Working for the man has its limits
The nature of corporations and work in Australia is forecast to radically change as tasks are more easily outsourced.
The nature of corporations and work in Australia is forecast to radically change as tasks are more easily outsourced and a far greater proportion of the workforce freelances for multiple employers.
Stefan Hajkowicz, the CSIRO principal scientist in strategic foresight, said technology and economic disruption were breaking down the original reasons to form large firms.
“We are seeing the economics of the firm change,” he said.
“The original theories of the firm and why we saw them become large and grow were because it was more cost-efficient to get a whole lot of people to work for it and produce all the needs. That is no longer the case.”
Dr Hajkowicz said, through technology, it was viable to outsource more tasks efficiently. Companies would progressively take advantage of this to avoid carrying large full-time staff numbers in economies that were constantly being disrupted.
He said the world was entering the “era of the entrepreneur” in which many more people “made their own job” through freelancing rather than working for a single company.
Dr Hajkowicz, the author of the recently released book Global Megatrends, is one of the speakers at next week’s Asia Pacific Cities Summit in Brisbane, which has attracted about 1000 business and government delegates, with speeches from Sebastian Coe, Randi Zuckerberg and Chinese digital giant SY Lau.
Dr Hajkowicz said automation and artificial intelligence would also radically change the nature of work and workplaces over the next 20 years.
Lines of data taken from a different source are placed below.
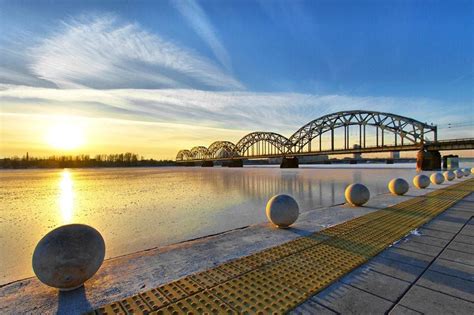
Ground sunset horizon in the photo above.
[0,1,474,159]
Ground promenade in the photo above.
[0,179,474,314]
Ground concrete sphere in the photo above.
[388,178,409,196]
[33,224,105,291]
[266,195,300,228]
[344,183,370,206]
[430,173,444,185]
[413,175,430,189]
[443,171,456,181]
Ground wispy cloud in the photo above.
[0,85,473,140]
[172,0,232,71]
[29,16,243,90]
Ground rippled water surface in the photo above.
[0,164,470,284]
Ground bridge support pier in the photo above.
[280,156,299,168]
[222,159,244,167]
[416,150,441,171]
[201,161,214,167]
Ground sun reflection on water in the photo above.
[59,170,74,224]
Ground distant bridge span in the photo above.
[176,110,474,170]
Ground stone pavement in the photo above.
[291,194,474,315]
[0,178,474,314]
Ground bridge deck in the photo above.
[90,180,474,314]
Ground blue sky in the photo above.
[0,1,474,158]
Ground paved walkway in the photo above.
[90,180,474,314]
[0,178,474,314]
[291,194,474,314]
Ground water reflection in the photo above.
[59,170,74,224]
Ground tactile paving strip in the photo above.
[93,179,474,314]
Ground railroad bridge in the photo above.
[176,110,474,170]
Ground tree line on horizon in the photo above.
[0,152,176,169]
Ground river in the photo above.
[0,163,471,284]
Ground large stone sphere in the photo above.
[33,224,105,291]
[388,178,409,196]
[266,195,300,228]
[443,171,456,181]
[344,183,370,206]
[430,173,444,185]
[413,175,430,189]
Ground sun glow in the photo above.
[46,122,84,150]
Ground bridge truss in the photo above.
[176,110,437,162]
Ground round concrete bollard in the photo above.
[33,224,105,291]
[266,195,300,228]
[430,173,444,185]
[443,171,456,181]
[344,183,370,207]
[388,178,409,196]
[413,175,430,189]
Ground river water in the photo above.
[0,164,468,284]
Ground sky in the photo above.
[0,0,474,159]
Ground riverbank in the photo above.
[0,179,470,314]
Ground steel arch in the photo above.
[191,146,210,160]
[207,141,239,159]
[289,110,437,153]
[176,150,193,161]
[235,131,290,156]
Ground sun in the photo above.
[46,122,84,150]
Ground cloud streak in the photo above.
[29,16,243,90]
[0,85,472,137]
[172,0,232,71]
“Typically changes in technology initially mean fewer people worker longer hours and earning more,” he said. “In the long term it means all of us get into better jobs with better pay.
“The jobs we do today are so much better than the jobs we got to do 100 years ago and technology is the main reason for that. This next shift in technology will do something similar.”
Dr Hajkowicz said cities were on the verge of becoming super-intelligent with billions of devices and pieces of infrastructure feeding each other data in real time and allowing immediate changes to traffic flows, pedestrian movements, water releases and lighting levels.
Despite these advances in technology, humans would continue to value social interaction and cities would need to put even more emphasis on urban spaces, community areas, greenery and livability.